According to the Wall Street Journal:
"Pakistan authorities demolished the three-story house in Abbottabad where Osama bin Laden lived for years and died last May during a raid by U.S. Navy SEALs in an apparent bid to stop it becoming a tourist site or shrine for al Qaeda supporters..."
We are told this is a decision taken by Pakistani security agencies. The US has not been informed. One has to be naive to believe this. True Pak-US relations are at a low after the November killings of 24 Pakistani soldiers, but this is a ruse.
Osama was the most wanted man. The US hunt for him took them on a warpath, resulting in thousands of deaths. If he lived here for five years, and in that quick operation they managed to take away "boxes of materials", does it mean the safe house has no value for them anymore?
They say that the proximity to the military academy is an embarrassment to Pakistan. Pakistan says it did not know about it. As for America:
"Until now, however, the U.S. has stated it has found no evidence that Pakistan's military or government helped shelter the former al Qaeda leader."
So the soured relationship theory just does not work.

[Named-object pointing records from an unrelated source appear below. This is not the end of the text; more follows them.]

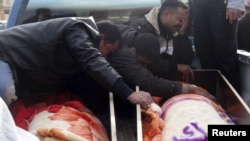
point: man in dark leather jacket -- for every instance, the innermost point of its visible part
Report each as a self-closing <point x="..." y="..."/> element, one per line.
<point x="44" y="57"/>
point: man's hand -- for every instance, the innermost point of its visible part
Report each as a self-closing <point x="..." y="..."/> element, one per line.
<point x="142" y="98"/>
<point x="186" y="71"/>
<point x="233" y="14"/>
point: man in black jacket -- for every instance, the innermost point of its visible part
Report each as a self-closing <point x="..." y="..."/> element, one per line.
<point x="131" y="63"/>
<point x="44" y="57"/>
<point x="168" y="23"/>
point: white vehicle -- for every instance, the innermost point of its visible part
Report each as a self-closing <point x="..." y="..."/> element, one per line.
<point x="3" y="24"/>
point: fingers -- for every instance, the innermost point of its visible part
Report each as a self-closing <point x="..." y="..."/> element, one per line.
<point x="232" y="15"/>
<point x="142" y="98"/>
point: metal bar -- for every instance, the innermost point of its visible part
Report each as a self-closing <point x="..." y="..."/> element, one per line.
<point x="112" y="117"/>
<point x="138" y="120"/>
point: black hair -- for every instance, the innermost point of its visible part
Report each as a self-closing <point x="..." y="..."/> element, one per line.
<point x="110" y="30"/>
<point x="147" y="45"/>
<point x="172" y="5"/>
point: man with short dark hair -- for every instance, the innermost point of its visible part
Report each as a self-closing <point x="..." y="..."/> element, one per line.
<point x="168" y="23"/>
<point x="46" y="57"/>
<point x="131" y="63"/>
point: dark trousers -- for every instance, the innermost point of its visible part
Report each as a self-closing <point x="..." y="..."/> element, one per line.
<point x="215" y="38"/>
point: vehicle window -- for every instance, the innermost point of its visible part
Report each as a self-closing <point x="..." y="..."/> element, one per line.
<point x="117" y="11"/>
<point x="2" y="25"/>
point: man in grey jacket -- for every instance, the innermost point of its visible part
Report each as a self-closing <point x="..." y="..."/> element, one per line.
<point x="168" y="23"/>
<point x="47" y="57"/>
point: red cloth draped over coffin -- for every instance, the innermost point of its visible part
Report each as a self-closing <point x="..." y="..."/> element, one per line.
<point x="59" y="118"/>
<point x="184" y="117"/>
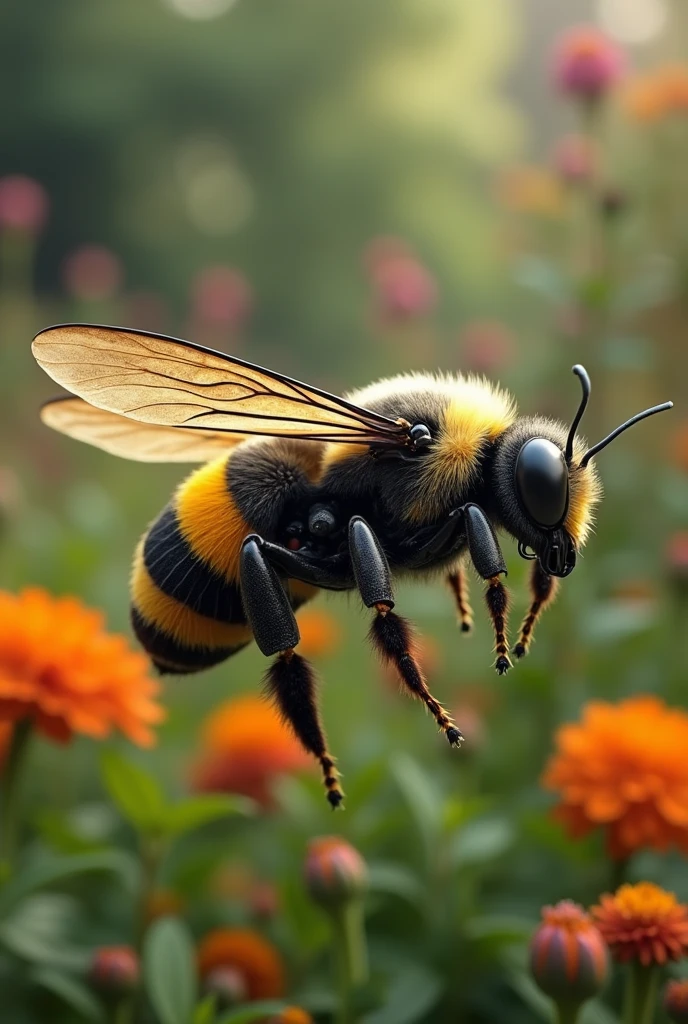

The whole tourist attraction-shrine idea is lame, too.
The romanticisation of Osama relied on his hiding in caves, not in a badly-structured house, hunched over a television television watching porn DVDs, and using Viagra.
The US killed the image of Osama.
Pakistan is helping it to demolish every trace. It is a mutual understanding. For a country that revels in symbols, it is hard to imagine the US did not want to keep a watch over the site and just move on after the burial by the sea.
Something more than a building is destroyed, and America jolly well knows what that is.